Crikey has been unable to confirm reports in today’s NT News though it has been known for some time that Scrymgour has been receiving intensive medical treatment in Adelaide for a thyroid-related condition.
But there is widespread speculation that another motivation for her resignation, apart from the humiliation of having education taken away from her, may be that not only did Henderson strip Scrymgour of her beloved Arts portfolio, but he had the temerity to award it to Scrymgour’s ideological opposite, Allison Anderson, Labor Member for MacDonnell.
There is a long history of mutual antipathy between Scrymgour and Anderson, including a stoush in late 2007 that followed Scrymgour’s description of the Howard/Brough NT Intervention as a ‘black Tampa’ motivated by naked political opportunism.
And, as Henderson well knows, it is Anderson and Scrymgour who may well hold the fate of his ‘crumbling’, one-seat majority government in their hands.

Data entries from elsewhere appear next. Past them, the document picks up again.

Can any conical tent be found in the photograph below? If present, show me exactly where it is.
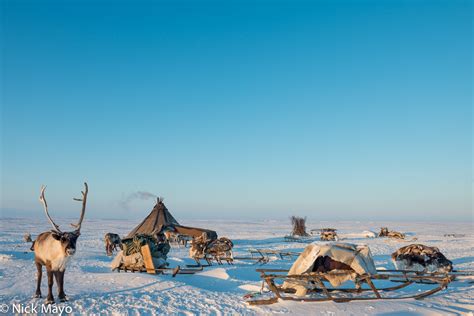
[127,198,217,240]
[127,198,179,237]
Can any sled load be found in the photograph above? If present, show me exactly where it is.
[247,243,454,305]
[392,244,453,272]
[319,228,339,241]
[379,227,405,239]
[189,234,234,265]
[23,233,33,242]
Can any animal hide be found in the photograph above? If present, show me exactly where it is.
[282,243,377,296]
[392,244,453,272]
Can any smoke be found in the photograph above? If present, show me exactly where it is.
[120,191,157,210]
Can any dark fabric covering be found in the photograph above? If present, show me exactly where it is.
[127,199,217,240]
[174,225,217,240]
[127,199,179,238]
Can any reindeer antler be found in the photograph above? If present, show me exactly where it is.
[40,185,61,233]
[71,182,89,231]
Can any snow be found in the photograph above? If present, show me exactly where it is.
[0,218,474,315]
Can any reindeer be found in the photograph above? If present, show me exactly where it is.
[31,183,89,304]
[104,233,122,256]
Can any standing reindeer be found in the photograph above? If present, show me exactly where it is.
[104,233,122,256]
[31,183,89,304]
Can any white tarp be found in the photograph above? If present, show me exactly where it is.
[282,243,377,296]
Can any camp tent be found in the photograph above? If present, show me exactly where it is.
[127,198,217,239]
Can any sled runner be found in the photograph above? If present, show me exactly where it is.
[113,244,202,277]
[186,248,300,268]
[247,244,473,305]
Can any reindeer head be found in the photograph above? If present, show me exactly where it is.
[40,183,89,256]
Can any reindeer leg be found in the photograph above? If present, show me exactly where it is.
[46,266,54,304]
[34,262,43,298]
[56,270,68,302]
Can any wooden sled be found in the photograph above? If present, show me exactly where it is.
[115,245,203,278]
[186,249,300,268]
[234,248,300,264]
[247,269,474,305]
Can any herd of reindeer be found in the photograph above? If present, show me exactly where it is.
[25,183,460,304]
[25,183,234,304]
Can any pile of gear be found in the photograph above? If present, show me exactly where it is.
[379,227,405,239]
[111,234,171,271]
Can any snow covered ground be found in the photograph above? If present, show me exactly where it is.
[0,219,474,315]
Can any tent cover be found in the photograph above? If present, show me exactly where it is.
[127,198,217,240]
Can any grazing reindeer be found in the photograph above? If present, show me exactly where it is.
[104,233,122,256]
[31,183,88,304]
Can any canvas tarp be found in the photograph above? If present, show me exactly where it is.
[282,243,377,296]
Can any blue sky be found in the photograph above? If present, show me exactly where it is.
[1,0,473,221]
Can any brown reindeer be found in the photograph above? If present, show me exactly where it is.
[31,183,88,304]
[104,233,122,256]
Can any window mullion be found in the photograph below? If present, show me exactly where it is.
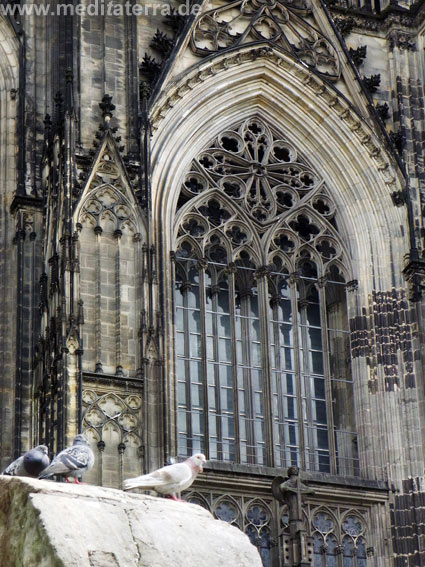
[227,266,241,463]
[257,272,276,467]
[317,278,337,474]
[265,298,287,466]
[182,276,193,454]
[198,262,210,459]
[296,292,315,470]
[210,282,223,460]
[288,273,306,470]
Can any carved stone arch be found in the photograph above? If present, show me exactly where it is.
[325,259,351,283]
[185,491,211,512]
[173,188,260,251]
[152,48,408,295]
[176,235,203,260]
[212,495,243,528]
[74,131,146,235]
[80,427,101,448]
[309,506,340,541]
[341,508,370,536]
[243,498,272,518]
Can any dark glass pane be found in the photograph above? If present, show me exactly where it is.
[313,378,326,400]
[313,400,328,431]
[278,300,292,323]
[176,331,185,356]
[308,328,322,350]
[176,307,184,330]
[220,388,233,412]
[310,351,323,374]
[307,304,320,327]
[217,315,230,337]
[218,339,232,362]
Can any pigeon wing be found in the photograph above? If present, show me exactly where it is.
[2,457,25,476]
[60,446,89,471]
[40,445,89,478]
[124,463,192,490]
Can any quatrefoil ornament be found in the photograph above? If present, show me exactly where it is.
[191,0,341,80]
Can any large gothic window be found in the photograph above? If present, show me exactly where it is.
[175,117,358,475]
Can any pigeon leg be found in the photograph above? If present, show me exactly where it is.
[167,494,184,502]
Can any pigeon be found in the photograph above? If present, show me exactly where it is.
[38,435,94,484]
[124,453,207,500]
[2,445,50,478]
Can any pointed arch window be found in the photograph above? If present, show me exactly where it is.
[175,117,358,475]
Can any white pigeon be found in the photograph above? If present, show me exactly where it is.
[38,434,94,484]
[2,445,50,478]
[124,453,207,500]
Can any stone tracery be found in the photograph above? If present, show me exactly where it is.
[191,0,340,79]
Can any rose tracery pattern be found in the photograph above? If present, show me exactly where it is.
[176,117,344,273]
[191,0,340,79]
[311,510,367,567]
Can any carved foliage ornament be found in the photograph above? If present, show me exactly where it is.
[191,0,340,80]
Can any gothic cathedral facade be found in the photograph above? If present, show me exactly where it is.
[0,0,425,567]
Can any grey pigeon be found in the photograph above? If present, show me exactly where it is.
[39,434,94,484]
[2,445,50,478]
[124,453,207,500]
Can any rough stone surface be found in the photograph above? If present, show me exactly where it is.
[0,476,261,567]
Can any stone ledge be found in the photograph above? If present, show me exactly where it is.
[0,476,262,567]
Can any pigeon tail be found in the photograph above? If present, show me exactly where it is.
[123,475,165,490]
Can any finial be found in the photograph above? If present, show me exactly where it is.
[99,94,115,127]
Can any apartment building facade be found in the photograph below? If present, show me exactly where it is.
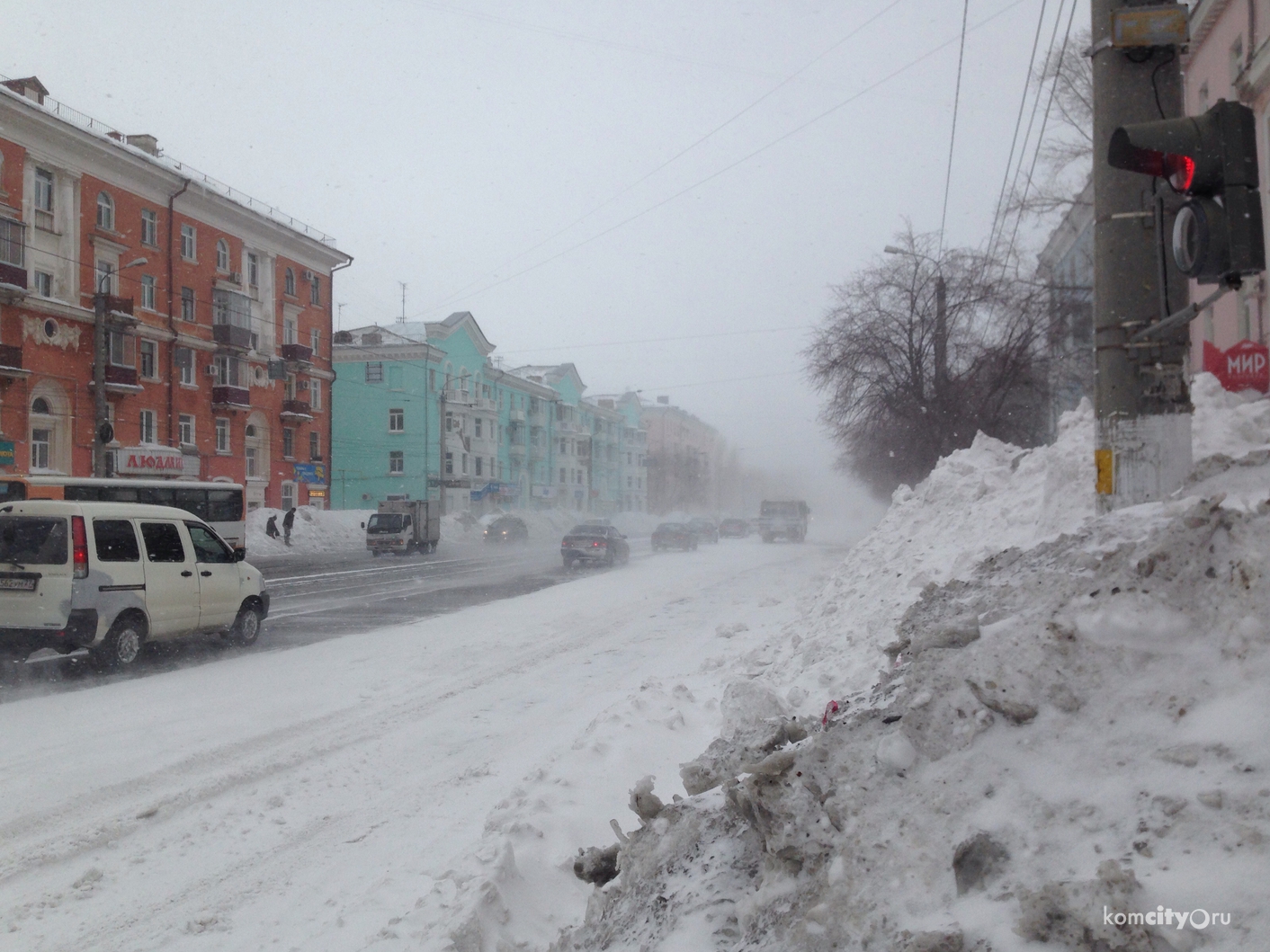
[0,77,352,508]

Anderson, who, as evidenced by her vocal support for the Brough/Howard Intervention and outspokenness on matters sensitive to government, is widely regarded as a loose cannon perhaps more closely aligned to the CLP Opposition than to the centre and left of NT Labor. While she may be happy with her Ministerial appointments for now, there is the very real threat that she could jump ship, either as an independent or to surface as a member of the CLP, and force a change of government.
And Scrymgour, for reasons not presently apparent, could resign from parliament altogether and force a by election that would very likely be a difficult election for Henderson’s Labor party to win.